La sociedad capitalista, escribía en 1963 el filósofo y matemático inglés Bertrand Russell, «es una sociedad en la cual una minoría de propietarios somete a explotación al resto de la población, arremete contra la naturaleza y despilfarra los recursos naturales del planeta». Pues bien, pocos años después, en 1971, esa «minoría de propietarios» halló en […]
La sociedad capitalista, escribía en 1963 el filósofo y matemático inglés Bertrand Russell, «es una sociedad en la cual una minoría de propietarios somete a explotación al resto de la población, arremete contra la naturaleza y despilfarra los recursos naturales del planeta».
Pues bien, pocos años después, en 1971, esa «minoría de propietarios» halló en la estación de esquí de Davos, en los Alpes suizos, el lugar ideal para encontrarse anualmente y tomarle el pulso al devenir del mundo que ellos mismos se esforzaban por dirigir.
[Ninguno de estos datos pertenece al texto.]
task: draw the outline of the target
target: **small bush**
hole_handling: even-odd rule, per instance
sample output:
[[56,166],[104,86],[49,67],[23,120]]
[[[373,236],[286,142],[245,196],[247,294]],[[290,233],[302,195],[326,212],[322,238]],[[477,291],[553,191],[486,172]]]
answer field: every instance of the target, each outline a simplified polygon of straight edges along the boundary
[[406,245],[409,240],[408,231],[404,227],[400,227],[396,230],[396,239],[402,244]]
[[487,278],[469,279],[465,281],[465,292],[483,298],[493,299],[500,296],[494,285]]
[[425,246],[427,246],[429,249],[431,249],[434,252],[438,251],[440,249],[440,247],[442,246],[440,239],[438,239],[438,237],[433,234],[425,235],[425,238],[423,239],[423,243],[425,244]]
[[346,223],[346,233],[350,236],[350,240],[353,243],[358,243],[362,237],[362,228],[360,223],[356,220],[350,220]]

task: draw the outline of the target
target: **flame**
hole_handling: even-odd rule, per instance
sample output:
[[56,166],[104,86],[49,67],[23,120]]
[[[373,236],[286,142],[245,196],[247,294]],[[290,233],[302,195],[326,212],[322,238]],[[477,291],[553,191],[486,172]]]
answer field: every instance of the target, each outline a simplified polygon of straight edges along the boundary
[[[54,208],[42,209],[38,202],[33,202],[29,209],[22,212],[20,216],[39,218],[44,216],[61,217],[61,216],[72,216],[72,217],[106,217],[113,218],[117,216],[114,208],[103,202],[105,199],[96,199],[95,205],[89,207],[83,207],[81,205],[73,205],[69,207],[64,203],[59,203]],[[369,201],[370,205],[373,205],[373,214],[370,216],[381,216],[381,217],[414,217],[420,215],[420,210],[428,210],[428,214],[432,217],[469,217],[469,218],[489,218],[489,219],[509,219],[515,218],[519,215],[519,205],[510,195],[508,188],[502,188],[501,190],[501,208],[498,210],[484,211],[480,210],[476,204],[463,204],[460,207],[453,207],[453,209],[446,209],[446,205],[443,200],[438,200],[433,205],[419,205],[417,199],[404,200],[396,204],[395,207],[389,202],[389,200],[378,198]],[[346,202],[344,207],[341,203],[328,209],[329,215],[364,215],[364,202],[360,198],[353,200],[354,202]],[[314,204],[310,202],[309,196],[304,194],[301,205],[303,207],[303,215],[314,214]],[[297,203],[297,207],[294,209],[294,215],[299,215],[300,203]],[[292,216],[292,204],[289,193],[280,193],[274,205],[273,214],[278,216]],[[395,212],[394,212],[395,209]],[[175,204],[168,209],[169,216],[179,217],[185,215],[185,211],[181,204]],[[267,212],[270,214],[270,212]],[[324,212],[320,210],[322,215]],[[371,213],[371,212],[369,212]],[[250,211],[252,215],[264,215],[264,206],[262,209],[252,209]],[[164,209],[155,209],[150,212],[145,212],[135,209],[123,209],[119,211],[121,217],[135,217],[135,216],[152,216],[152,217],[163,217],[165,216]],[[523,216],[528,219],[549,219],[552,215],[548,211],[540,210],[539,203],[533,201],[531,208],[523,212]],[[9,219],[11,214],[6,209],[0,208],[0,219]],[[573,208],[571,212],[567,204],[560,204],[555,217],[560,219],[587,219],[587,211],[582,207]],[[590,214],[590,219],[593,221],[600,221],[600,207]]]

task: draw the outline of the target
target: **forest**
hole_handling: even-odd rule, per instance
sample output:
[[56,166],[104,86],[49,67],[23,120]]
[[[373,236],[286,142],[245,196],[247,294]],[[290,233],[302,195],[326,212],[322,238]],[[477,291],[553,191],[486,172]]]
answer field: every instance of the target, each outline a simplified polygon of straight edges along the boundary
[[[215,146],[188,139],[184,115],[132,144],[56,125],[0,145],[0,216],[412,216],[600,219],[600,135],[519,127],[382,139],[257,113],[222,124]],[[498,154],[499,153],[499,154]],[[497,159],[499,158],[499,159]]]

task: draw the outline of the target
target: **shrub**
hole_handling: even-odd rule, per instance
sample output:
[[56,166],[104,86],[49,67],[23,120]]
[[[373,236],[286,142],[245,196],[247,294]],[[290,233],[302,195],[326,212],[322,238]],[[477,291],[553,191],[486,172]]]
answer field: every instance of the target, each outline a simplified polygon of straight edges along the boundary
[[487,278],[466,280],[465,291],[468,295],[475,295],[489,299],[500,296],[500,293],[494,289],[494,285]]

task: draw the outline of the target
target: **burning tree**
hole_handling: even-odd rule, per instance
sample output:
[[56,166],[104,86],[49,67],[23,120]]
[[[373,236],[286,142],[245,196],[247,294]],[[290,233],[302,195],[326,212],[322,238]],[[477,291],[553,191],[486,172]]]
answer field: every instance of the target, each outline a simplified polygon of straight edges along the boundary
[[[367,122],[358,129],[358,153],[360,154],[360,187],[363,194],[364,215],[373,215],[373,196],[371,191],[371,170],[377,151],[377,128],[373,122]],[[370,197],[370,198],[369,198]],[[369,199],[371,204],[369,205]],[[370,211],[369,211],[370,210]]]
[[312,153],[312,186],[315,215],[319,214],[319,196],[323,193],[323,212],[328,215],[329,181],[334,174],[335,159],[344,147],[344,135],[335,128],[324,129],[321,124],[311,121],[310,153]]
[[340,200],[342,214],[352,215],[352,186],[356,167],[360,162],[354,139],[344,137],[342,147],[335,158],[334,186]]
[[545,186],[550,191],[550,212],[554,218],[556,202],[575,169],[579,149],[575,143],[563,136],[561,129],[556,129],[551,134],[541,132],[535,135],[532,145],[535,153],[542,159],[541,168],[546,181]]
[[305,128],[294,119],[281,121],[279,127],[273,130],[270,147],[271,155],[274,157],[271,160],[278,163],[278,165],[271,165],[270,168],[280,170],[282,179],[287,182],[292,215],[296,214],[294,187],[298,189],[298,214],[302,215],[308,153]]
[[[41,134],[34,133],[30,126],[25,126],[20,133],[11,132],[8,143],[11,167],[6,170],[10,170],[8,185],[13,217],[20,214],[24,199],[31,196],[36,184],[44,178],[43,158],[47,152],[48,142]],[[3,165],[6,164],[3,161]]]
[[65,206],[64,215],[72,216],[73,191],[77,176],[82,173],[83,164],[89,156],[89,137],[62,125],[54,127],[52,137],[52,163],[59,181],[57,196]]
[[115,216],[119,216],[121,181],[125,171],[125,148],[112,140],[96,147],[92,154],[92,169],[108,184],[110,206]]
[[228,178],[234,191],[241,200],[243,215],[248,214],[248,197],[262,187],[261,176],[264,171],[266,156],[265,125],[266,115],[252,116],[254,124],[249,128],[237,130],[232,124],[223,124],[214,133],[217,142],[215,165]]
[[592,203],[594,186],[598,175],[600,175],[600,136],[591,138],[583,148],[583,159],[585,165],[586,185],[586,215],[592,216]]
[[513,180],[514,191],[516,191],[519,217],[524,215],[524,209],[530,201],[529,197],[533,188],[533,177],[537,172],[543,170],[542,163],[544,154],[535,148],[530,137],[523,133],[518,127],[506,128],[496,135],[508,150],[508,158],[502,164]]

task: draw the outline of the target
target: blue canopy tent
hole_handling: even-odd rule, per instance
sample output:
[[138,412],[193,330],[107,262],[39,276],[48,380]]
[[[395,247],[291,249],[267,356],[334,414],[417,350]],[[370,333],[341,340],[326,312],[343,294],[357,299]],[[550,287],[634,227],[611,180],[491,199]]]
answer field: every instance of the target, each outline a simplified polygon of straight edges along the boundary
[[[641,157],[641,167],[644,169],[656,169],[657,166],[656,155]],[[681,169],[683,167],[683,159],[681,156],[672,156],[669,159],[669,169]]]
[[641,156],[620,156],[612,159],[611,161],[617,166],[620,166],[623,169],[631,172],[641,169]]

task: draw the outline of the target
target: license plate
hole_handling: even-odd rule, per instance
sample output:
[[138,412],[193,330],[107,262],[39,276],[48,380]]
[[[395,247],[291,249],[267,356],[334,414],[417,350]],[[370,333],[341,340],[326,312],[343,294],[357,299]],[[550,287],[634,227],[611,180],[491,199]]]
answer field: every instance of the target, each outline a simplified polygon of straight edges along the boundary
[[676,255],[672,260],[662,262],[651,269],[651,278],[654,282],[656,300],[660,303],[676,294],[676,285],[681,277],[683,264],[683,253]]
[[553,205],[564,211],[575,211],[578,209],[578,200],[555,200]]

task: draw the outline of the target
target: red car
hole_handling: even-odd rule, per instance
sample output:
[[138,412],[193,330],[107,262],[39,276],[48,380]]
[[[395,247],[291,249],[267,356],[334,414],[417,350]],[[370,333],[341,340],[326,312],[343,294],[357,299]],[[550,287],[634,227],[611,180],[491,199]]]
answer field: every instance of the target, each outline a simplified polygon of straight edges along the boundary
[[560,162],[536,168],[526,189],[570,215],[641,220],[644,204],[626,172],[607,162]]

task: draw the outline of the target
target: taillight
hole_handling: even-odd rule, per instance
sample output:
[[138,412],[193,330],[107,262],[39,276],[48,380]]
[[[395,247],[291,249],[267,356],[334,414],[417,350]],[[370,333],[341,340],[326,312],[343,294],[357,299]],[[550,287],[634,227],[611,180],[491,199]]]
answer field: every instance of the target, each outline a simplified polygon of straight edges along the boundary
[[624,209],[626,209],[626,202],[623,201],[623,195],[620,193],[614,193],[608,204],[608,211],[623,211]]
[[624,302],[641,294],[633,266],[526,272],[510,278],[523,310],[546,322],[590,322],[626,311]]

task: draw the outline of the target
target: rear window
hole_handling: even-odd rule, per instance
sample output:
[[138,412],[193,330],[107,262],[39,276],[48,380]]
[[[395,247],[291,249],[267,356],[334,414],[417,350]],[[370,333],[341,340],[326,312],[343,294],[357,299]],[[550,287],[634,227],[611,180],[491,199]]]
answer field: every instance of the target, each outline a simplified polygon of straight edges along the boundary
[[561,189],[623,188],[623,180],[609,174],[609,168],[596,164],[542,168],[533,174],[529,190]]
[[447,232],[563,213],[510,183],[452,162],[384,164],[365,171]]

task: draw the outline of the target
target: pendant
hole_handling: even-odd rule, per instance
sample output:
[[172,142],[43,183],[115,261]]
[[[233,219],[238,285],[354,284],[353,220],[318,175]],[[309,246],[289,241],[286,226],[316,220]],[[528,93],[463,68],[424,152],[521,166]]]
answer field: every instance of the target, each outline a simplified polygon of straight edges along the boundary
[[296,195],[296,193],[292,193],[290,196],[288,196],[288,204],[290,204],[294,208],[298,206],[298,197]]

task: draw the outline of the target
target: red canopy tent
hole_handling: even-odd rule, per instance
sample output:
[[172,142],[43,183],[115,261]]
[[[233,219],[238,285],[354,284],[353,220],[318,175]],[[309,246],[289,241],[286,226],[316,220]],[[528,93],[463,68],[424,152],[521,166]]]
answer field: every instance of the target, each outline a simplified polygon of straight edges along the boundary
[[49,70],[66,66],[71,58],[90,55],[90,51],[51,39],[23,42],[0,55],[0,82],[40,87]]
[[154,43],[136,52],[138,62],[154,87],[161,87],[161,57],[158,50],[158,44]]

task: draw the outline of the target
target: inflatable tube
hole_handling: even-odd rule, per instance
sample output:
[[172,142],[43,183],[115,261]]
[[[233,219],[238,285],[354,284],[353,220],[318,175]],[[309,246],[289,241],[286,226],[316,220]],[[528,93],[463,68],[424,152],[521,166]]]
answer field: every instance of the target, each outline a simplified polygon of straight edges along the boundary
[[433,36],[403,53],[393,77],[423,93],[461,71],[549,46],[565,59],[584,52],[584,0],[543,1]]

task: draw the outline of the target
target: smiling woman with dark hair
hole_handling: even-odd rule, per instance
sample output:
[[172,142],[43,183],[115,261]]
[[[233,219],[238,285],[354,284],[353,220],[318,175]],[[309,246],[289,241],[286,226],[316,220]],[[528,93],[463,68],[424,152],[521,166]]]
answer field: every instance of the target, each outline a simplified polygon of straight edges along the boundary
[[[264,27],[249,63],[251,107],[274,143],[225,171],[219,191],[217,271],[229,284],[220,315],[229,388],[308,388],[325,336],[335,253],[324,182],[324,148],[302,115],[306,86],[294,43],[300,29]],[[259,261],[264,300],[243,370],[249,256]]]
Se trataba de un encuentro en el marco del llamado Foro Económico Mundial, solo al alcance de bolsillos multimillonarios, para la élite financiera, empresarial, mediática y política que sin duda más influencia tiene en la marcha de la economía del planeta. Allí esa élite representativa del 2%, o el 1% más rico de la población mundial se garantiza el porvenir a costa del 99% restante de la humanidad, apoyando medidas que aseguran el aumento de su propia riqueza sin importarle, realmente, la creciente polarización y desigualdad social que esas mismas medidas provocan.
Pero este año, tal vez por primera vez, el Foro de Davos, que se reúne ahora a finales de enero, va a examinar el efecto de sus propios actos. Un estudio encargado por el propio Foro, «Riesgos globales 2014» en el que han colaborado más de 700 expertos mundiales concluye que «La brecha persistente entre los ingresos de los ciudadanos más ricos y los de los más pobres es el riesgo susceptible de provocar daños más graves en el curso de la próxima década». Y la consecuencia lógica, el estudio advierte, en el marco de la gran recesión, sobre el peligro de la agitación social asociada al descontento de los jóvenes sin empleo que protestan contra la desigualdad y la corrupción, de un extremo al otro del mundo.
El que avisa no es traidor y quizá por eso, David Cole jefe de riesgos en la empresa Swis Re, que trabajó también en la redacción del estudio, se atrevió a dar la voz de alarma al propio sistema: «Soy un gran partidario del capitalismo, pero hay momentos en que el capitalismo puede ir a toda marcha y es importante tener medidas establecidas, ya sean regulatorias, gubernamentales o tributarias, que aseguren que podemos evitar excesos en términos de ingresos y de distribución de las riquezas».
A buen seguro que las palabras de Cole y las advertencias del propio estudio calarán poco en la mayoría de las 2.500 personas «dueñas del mundo» que asistirán al encuentro de este año. Están imbuidas del pensamiento neoliberal, creen ciegamente, porque así les conviene, en las bondades del mercado, porque «ellos» son el mercado y, por lo tanto, seguirán desoyendo las voces que les señalan, con mucho cuidado eso sí, que los excesos del neoliberalismo, o lo que es lo mismo el capitalismo sin disfraz, sin máscara, pueden llevar al final de un mundo tan disparatado en el que las 85 personas más ricas del planeta, según otro estudio que la organización no gubernamental Oxfam llevará al Foro, poseen tanta riqueza como la mitad más pobre, 3. 500 millones de seres, de la población mundial.
Sin embargo, dudo que por ahora, y mientras no lleguen males mayores, ni siquiera se les pase por la cabeza el astuto consejo de Tomasi de Lampedusa en su magistral novela El Gatopardo: «Si queremos que todo siga como está, es necesario que todo cambie».